I’m still working my way through the vinyl I grabbed from the bag sale at Gabriel’s Used Bookstore. Most of it is listen once, then dispose or destroy, although I have a mild curiosity about who the owner of these singles was.
According to Wikipedia, the Mariners were:
a pop and gospel vocal group of the mid 20th century, particularly noted for their work with Arthur Godfrey.
The Mariners were a four-piece all-male racially integrated group (two white and two African American members). They formed during World War II, in 1942, at Manhattan Beach, Brooklyn; the four members (Tom Lockard, Jim Lewis, Nat Dickerson and Martin Karl) were serving in the United States Coast Guard there. They toured Pacific military bases in 1945.
Arthur Godfrey hired them, and they were regulars on his radio show and later his television shows for several years. The presence of the integrated Mariners brought complaints from Southern politicians and Southern CBS affiliates, which Godfrey publicly and scathingly rebuffed.Godfrey summarily fired The Mariners in 1955 (a fairly common modus for Godfrey during these years).
The Mariners then guested on other shows such as the Ed Sullivan Show and continued to record (on the Cadence Records label founded by Godfrey’s musical director Archie Bleyer) and appear on New York radio, but with diminishing popularity.
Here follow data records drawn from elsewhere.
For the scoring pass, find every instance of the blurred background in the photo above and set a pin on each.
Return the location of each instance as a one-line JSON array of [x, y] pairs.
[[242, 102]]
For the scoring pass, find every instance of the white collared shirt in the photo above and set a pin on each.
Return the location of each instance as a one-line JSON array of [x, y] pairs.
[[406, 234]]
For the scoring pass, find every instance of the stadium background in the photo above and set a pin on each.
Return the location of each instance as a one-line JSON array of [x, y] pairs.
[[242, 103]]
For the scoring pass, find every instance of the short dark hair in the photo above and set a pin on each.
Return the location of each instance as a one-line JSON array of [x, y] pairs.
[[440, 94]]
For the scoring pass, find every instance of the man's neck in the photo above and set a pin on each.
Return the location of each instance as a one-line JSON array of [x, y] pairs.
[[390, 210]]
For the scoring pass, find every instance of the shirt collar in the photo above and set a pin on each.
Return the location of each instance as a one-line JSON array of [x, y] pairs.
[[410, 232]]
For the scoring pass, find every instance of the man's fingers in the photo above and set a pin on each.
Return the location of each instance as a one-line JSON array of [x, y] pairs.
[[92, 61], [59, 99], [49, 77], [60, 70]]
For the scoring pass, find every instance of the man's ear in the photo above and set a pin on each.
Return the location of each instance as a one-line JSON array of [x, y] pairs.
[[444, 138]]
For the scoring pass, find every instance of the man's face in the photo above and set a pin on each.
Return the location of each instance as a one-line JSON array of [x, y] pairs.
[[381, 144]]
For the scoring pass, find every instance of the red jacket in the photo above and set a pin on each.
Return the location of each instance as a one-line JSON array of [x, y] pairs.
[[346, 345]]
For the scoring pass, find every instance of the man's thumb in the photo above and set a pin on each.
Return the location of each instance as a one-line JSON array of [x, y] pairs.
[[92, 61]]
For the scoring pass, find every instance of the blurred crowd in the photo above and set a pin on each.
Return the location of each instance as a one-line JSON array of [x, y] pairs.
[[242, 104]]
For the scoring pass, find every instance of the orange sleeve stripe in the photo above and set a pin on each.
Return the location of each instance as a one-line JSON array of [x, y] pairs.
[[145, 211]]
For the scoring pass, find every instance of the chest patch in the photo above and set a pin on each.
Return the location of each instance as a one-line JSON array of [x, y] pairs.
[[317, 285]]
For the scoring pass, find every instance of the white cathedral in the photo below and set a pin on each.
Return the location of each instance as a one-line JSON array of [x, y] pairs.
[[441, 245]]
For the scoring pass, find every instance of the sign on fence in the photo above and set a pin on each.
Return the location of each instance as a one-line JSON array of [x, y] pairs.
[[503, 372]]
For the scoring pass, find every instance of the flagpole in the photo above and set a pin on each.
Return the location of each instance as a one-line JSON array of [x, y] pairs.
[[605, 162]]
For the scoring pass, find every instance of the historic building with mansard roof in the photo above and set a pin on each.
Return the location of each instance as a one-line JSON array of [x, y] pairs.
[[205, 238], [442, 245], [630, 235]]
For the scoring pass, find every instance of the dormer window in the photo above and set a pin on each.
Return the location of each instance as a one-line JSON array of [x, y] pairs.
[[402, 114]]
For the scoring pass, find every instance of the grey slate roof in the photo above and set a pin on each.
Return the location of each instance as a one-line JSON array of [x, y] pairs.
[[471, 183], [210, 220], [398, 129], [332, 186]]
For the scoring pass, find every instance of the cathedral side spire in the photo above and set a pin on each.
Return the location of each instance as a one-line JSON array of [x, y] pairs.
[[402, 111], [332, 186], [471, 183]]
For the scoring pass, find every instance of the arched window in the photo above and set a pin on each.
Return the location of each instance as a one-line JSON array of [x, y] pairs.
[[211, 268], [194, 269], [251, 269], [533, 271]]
My image of the past is stark, so the idea of a racially integrated music group in the 1950s surprises me more than it should. Cool find.
This one kills me, though — I can’t stand Fred Waring and the Pennsylvanians. I didn’t know that I hated them until I heard three seconds of this song — then I Googled Waring, who was “America’s Singing Master” and “The Man Who Taught America How to Sing,” a promoter, financial backer and eponym of the Waring Blendor, the first modern electric blender on the market” and my distaste was sealed.
Perry Como feels okay after listening to Waring:
Bing Crosby worked with Waring on the single release of The Whiffenpoof Song. There is a ton of Bing in this collection.
Dylan fans might be interested in 1950s folk music precursors The Weavers, according to Wikipedia.
That second song was, according to Wikipedia, “originally written in 1941, in Hebrew by Issachar Miron (a.k.a. Stefan Michrovsky), a Polish emigrant who lived in what was then the British Mandate of Palestine (now Israel), and Jehiel Hagges (Yechiel Chagiz)…. The Jenkins/Weavers version, released by Decca Records under catalog number 27077, was one side of a two-sided hit, reaching #2 on the Billboard magazine charts in 1950 while the flip side, “Goodnight Irene,” reached #1.”
Well, the ’50s were more interesting than I thought.
If you are interested in these records, I am keeping just the ones on translucent vinyl, in hopes of a craft project that I can’t yet imagine. The rest are up for grabs if you offer a cup of coffee and conversation about why you find them interesting — or who this collector of records might have been. Were these the finds of a rebellious teen in the ’50s, or today’s equivalent of a Belieber?